PERLAWANAN KEDUA: FATWA HARAM ATAS TERORISME
Dunia bertanya dan menunggu-nunggu begitu lama akan sikap Muslim yang selalu mendua: “Apakah agamanya adalah agama yang mensponsori kedamaian, ataukah mensponsori kekerasan dan perang”? Bila damai, kenapa buah-buah rohnya adalah kekerasan dan terror? Penyumbang kematian orang-orang tak 11
bersalah (innocent) yang paling besar di dunia? Dan bila damai kenapa ulama-ulama hanya sibuk men-fatwa-haram hal-hal lokal yang tidak substansif malahan yang “lucu-lucu”, namun melarikan diri dari penfatwaan terhadap hajat besar terorisme yang menggelisahkan seluruh dunia dan kemanusiaan? Akhirnya, setelah puluhan tahun menunggu, baru-baru ini Muhammad Tahir ul-Qadri, seorang ulama besar Muslim baru berani tampil menerbitkan 600 halaman fatwa agama yang menyatakan fatwa haram atas tindakan terorisme yang mengatas-namakan Islam! Ul-Qadri menyatakan bahwa para teroris yang melakukan serangan bom bunuh diri adalah para kafir yang ditentukan untuk masuk neraka. Kenyataannya adalah mereka samasekali bukan syuhada. Ul Qadri mengakui terpaksa menerbitkan fatwa ini karena prihatin dengan radikalisasi para Muslim Inggris di kampus-kampus universitas, dan karena kurangnya pengutukan terhadap ekstrimisme oleh pihak ulama maupun sarjana Islam.

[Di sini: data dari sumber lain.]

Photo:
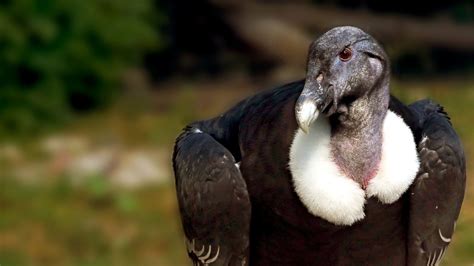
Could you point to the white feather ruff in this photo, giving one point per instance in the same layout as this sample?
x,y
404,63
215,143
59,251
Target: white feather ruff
x,y
329,194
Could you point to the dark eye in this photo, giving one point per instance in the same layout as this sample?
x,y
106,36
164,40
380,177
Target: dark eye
x,y
345,54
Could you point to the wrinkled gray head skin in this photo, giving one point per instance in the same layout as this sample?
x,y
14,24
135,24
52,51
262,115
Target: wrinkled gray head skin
x,y
332,84
348,81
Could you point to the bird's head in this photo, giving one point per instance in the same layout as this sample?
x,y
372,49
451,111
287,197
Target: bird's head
x,y
344,64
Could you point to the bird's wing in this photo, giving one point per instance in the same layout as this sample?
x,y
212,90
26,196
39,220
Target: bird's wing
x,y
438,190
213,200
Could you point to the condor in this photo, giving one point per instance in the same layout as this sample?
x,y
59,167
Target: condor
x,y
331,170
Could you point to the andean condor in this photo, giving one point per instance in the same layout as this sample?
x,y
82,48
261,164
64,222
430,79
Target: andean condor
x,y
331,170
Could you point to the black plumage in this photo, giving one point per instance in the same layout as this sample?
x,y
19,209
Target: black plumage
x,y
239,207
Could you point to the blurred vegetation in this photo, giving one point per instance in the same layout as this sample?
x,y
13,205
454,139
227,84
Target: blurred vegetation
x,y
58,57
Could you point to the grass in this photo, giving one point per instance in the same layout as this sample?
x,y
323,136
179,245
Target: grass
x,y
58,223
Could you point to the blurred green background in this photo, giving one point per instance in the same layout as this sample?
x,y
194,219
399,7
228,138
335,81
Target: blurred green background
x,y
93,93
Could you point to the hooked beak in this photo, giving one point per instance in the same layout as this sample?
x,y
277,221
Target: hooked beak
x,y
313,100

Ini adalah kali pertama, fatwa yang paling komprehensif tentang terorisme yang pernah ditulis, kata ul Qadri, yang sudah menulis sekitar 350 buku-buku Islam.

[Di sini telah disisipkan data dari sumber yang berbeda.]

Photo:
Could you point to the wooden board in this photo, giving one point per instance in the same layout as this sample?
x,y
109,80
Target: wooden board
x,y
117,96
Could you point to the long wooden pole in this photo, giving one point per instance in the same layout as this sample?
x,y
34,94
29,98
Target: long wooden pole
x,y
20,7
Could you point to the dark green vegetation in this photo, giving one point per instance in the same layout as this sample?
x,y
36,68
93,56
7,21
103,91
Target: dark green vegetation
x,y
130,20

"Terorisme adalah terorisme," kata ul Qadri dalam konfrensi pers. "Kekerasan adalah kekerasan. Ini tidak mendapat tempat dalam pengajaran Islam, dan tidak ada pembenaran yang bisa diberikan..."

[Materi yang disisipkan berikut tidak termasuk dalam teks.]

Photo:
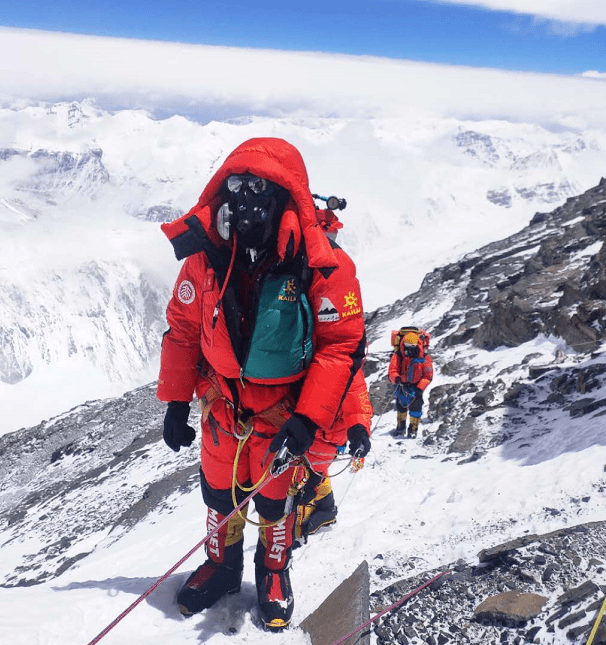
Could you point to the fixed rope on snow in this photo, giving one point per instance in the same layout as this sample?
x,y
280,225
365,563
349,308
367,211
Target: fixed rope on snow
x,y
397,604
598,620
275,473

Pertanyaan besar untuk umat manusia
Seperti difahami semua orang, "terorisme" adalah sebuah taktik. Oleh karena itu sekedar mengutuknya bukanlah segalanya, sebab semua orang memang tidak menyukai terorisme. Justru yang harus dipersoalkan dalam satu paket adalah: “bagaimana dengan JIHAD?” Bukankah para teroris selalu mengalaskan kekerasan itu atas nama jihad? Tanpa berbicara tentang ideologi dan akarnya yang diambil dari Qur'an, 12
ahadith, dan Sirat, maka terorisme atas nama jihad menjadi tidak tersentuh oleh fatwa. Apalagi jihad itu banyak ujudnya dan mudah dimainkan dalam ranah kilah “ofensif” atau “defensif”.